Lensing point-spread function of coherent astrophysical sources and non-trivial wave effects

TL;DR

This paper introduces the lensing point-spread function (LPSF), a frequency-dependent generalization of lensing images for coherent astrophysical sources, revealing non-trivial wave effects where traditional methods fail.

Contribution

It proposes the LPSF concept to extend lensing analysis to wave optics, identifying frequency ranges with significant wave effects and potential observational scenarios.

Findings

LPSF captures the transition from geometric to wave optics in lensing.

Identifies a specific frequency range with non-trivial wave effects.

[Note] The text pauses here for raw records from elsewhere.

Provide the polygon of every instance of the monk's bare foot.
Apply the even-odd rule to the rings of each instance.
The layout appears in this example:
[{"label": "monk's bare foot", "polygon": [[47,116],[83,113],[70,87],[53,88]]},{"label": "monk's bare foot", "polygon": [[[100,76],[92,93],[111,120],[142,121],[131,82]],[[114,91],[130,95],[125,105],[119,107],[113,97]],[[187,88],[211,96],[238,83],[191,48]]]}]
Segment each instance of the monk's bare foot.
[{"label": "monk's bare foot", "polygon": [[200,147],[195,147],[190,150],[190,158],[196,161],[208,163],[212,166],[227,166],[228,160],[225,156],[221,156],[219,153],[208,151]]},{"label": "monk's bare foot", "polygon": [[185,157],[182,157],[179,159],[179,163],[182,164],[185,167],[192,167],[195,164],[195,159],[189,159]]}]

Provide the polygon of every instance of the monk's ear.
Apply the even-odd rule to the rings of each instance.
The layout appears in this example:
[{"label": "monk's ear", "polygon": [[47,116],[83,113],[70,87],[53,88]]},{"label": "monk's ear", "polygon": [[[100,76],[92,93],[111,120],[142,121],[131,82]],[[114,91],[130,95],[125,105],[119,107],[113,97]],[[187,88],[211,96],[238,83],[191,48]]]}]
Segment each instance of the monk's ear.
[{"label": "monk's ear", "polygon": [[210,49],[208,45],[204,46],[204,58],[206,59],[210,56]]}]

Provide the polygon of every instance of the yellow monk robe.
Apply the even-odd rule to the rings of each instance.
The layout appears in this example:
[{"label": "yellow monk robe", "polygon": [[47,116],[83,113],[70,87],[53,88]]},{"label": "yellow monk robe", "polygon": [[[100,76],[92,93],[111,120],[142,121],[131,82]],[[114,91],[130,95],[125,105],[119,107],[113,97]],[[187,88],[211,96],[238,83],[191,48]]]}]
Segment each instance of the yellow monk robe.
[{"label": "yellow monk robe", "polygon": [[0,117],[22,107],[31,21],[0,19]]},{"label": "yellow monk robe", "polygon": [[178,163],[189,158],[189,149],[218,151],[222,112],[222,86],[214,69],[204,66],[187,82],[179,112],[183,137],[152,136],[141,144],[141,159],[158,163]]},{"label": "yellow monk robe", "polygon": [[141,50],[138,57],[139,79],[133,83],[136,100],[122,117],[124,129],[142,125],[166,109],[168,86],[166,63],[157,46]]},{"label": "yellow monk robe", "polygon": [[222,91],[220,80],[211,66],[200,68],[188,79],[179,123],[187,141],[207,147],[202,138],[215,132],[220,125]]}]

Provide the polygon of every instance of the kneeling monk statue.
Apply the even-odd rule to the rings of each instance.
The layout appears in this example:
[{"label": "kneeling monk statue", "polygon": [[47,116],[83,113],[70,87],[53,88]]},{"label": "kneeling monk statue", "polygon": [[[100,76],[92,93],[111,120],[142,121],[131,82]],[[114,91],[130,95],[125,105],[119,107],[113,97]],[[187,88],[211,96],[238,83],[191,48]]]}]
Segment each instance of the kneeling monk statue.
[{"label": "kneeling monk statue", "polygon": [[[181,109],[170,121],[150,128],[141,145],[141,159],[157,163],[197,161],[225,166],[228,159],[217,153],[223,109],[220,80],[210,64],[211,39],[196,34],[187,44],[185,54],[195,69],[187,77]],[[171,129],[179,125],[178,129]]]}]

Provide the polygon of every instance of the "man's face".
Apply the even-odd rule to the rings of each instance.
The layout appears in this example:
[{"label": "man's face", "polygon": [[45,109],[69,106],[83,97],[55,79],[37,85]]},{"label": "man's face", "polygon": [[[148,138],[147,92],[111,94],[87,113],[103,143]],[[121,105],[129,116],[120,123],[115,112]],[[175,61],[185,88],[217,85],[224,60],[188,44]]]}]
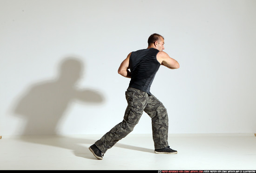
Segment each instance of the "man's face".
[{"label": "man's face", "polygon": [[163,45],[164,45],[164,40],[162,38],[160,37],[160,41],[157,42],[156,43],[156,49],[158,51],[162,51],[162,50],[164,49],[164,46]]}]

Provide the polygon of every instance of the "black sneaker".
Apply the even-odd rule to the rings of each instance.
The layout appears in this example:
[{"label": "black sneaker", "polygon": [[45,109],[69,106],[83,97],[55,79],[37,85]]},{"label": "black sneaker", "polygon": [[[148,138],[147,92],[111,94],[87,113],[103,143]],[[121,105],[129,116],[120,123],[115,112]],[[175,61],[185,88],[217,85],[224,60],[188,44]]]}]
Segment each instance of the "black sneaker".
[{"label": "black sneaker", "polygon": [[96,157],[97,159],[100,160],[102,160],[103,159],[101,151],[98,148],[96,145],[94,144],[92,145],[89,147],[89,149],[93,153],[94,156]]},{"label": "black sneaker", "polygon": [[178,152],[170,148],[170,147],[168,146],[163,148],[155,149],[155,153],[158,154],[176,154]]}]

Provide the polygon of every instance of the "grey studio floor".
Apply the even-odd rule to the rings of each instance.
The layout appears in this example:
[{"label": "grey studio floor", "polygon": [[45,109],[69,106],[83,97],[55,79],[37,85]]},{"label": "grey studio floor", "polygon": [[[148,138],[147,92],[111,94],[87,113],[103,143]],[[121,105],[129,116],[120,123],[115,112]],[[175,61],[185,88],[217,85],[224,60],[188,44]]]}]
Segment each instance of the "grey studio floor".
[{"label": "grey studio floor", "polygon": [[88,147],[101,135],[5,136],[0,170],[256,170],[254,134],[170,134],[177,154],[155,154],[151,134],[129,134],[104,155]]}]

Suggests observational contexts like gravitational waves and pulsar lensing.

Abstract

Most research on astrophysical lensing has been conducted using the geometric optics framework, where there exists a clear concept of lensing images. However, wave optics effects can be important for coherent sources, e.g. pulsars, fast raio bursts, and gravitational waves observed at long wavelengths. There, the concept of lensing images needs an extension. We introduce the concept of the `lensing point-spread function' (LPSF), the smoothed flux density distribution of a coherent point source after being lensed, as a generalization of the lensing image concept at finite frequencies. The frequency-dependent LPSF captures the gradual change of the flux density distribution of the source from discrete geometric images at high frequencies to a smooth distribution at low frequencies. It complements other generalizations of lensing images, notably the imaginary images and the Lefschetz thimbles. Being a footprint of a lensing system, the LPSF is useful for theoretical studies of lensing. Using the LPSF, we identify a frequency range with non-trivial wave effects, where both geometric optics and perturbative wave optics fail, and determine this range to be $|\kappa|^{-1} \lesssim \nu \lesssim 10$, with $\kappa$ and $\nu$ being the dimensionless lens amplitude and the reduced observing frequency, respectively. Observation of LPSFs with non-trivial wave effects requires either very close-by lenses or very large observing wavelengths. The potential possibilities are the lensing of gravitational waves, the plasma lensing of Milky Way pulsars, and lensing by the solar gravitational lens.